Arts & Life, Movies

Navigating Netflix: Zombieland

Here’s the thing: I hate zombies.

They’re slow, tedious, and every story featuring them plays out roughly the same as people run away from shambling hordes and find ways to survive while they’re slowly picked off. And there’s rarely an explanation for what’s caused the zombie apocalypse in the first place. It just sort of is. Then there are the stories with zombies that deviate from the norm with variations on speed, attack method, and cause when that’s actually specified. Though it’s doubtful that they can really be called zombies given the roots of the mythos, the survival horror porn motif persists no matter what type of zombie pack you’re running from.

All of that being said, there are a few zombie flicks I’m a fan of. It’s hard to ignore the cultural subtext of George A. Romero’s Night of the Living Dead and Shaun of the Dead is a brilliant satire of the entire genre. Though Undead Nightmare, the DLC for Rockstar’s video game epic Red Dead Redemption, isn’t a movie it is a rare treat when a combination of zombies and westerns works out so very well. And then there’s Zombieland.

This 2009 flick brought comedy to the land of zombie survival horror porn, something that land desperately needs more of. It’s the story of an unlikely group of survivors trying to make their way through the aftermath of yet another unexplained zombie apocalypse.

Jesse Eisenberg is our main hero, teaching us applicable lessons about how to make it in this new world.

Emma Stone and Abigail Bresslin show us how to play the game, always to your advantage.

Woody Harrelson…well, Woody shows us how to love the freedom of the zombie apocalypse.

It’s Harrelson’s character that really jumps this film up 42 notches. He has taken enduring what other films portray as a nightmare to a new level by revelling in the slaughter-fest. “Tallahassee”, as he’s called in the film, was born to live in this new world. He finds increasingly inventive ways to slaughter his undead, unthinking enemies with less than no mercy. From guns to farming implements and beyond, Tallahasee is the best at what he does and what he does is make sure that the undead go back to just being dead.

Shaun of the Dead is definitively the gold standard of comedy zombie movies. It directly challenges the stereotypes of the genre, simultaneously utilizing the tropes to tell a story and lampooning them. While Zombieland doesn’t have the same incisive skewering of an entire genre, it’s filled with bright, wry comedy that surprises the watcher with how witty it is in the midst of the horror.  And that is mostly due to how well the tight, four member main cast jells together.

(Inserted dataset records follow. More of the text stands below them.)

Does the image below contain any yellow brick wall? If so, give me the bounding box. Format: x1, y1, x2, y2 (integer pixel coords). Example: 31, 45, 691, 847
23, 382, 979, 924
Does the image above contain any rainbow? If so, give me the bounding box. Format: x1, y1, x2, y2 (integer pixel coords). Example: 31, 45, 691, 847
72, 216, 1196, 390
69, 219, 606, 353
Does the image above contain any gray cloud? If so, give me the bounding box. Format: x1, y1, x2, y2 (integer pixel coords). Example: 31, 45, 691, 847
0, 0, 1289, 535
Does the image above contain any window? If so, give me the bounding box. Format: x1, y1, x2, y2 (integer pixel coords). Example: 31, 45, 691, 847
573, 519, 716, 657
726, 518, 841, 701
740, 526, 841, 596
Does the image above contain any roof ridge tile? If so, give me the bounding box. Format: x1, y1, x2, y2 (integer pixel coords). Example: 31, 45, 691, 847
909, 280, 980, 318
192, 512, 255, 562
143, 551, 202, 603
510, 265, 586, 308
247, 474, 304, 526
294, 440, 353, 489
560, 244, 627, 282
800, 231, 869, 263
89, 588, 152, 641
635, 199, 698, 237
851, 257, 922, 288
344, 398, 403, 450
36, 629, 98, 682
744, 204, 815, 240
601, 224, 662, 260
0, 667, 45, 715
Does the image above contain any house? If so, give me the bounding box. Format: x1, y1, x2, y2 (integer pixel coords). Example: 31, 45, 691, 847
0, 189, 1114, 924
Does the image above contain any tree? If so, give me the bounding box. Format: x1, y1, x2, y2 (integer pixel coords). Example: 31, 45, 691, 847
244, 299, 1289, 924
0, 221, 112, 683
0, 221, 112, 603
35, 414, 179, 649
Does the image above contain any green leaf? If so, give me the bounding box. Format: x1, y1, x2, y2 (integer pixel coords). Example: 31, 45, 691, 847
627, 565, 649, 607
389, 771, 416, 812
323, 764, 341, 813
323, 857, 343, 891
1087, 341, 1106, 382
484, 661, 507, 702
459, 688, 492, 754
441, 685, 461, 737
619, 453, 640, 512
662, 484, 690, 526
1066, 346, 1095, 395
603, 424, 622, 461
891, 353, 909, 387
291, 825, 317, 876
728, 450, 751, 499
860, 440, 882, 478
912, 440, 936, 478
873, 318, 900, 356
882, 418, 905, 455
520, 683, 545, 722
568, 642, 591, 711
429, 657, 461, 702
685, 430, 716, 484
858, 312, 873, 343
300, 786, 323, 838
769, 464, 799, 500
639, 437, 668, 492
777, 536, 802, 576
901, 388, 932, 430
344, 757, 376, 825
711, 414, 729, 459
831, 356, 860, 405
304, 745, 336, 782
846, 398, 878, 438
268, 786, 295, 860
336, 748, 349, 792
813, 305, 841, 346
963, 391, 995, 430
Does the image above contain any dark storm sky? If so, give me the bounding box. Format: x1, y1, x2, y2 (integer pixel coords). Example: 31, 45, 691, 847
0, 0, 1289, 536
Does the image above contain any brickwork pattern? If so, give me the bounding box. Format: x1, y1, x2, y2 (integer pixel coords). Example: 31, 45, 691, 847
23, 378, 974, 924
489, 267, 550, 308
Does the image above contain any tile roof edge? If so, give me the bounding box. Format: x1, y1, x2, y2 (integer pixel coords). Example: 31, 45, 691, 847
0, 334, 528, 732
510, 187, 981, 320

What makes Zombieland better than your average zombie flick is the humour. While still filled with its fair share of tragedy, especially in the back story of the main characters, it’s also a witty, funny, and engaging film. Zombie films are often dreary, dull, and predictable. Zombieland is not. Just remember the key lesson the film has to teach us: watch where you point a gun in Bill Murray’s house.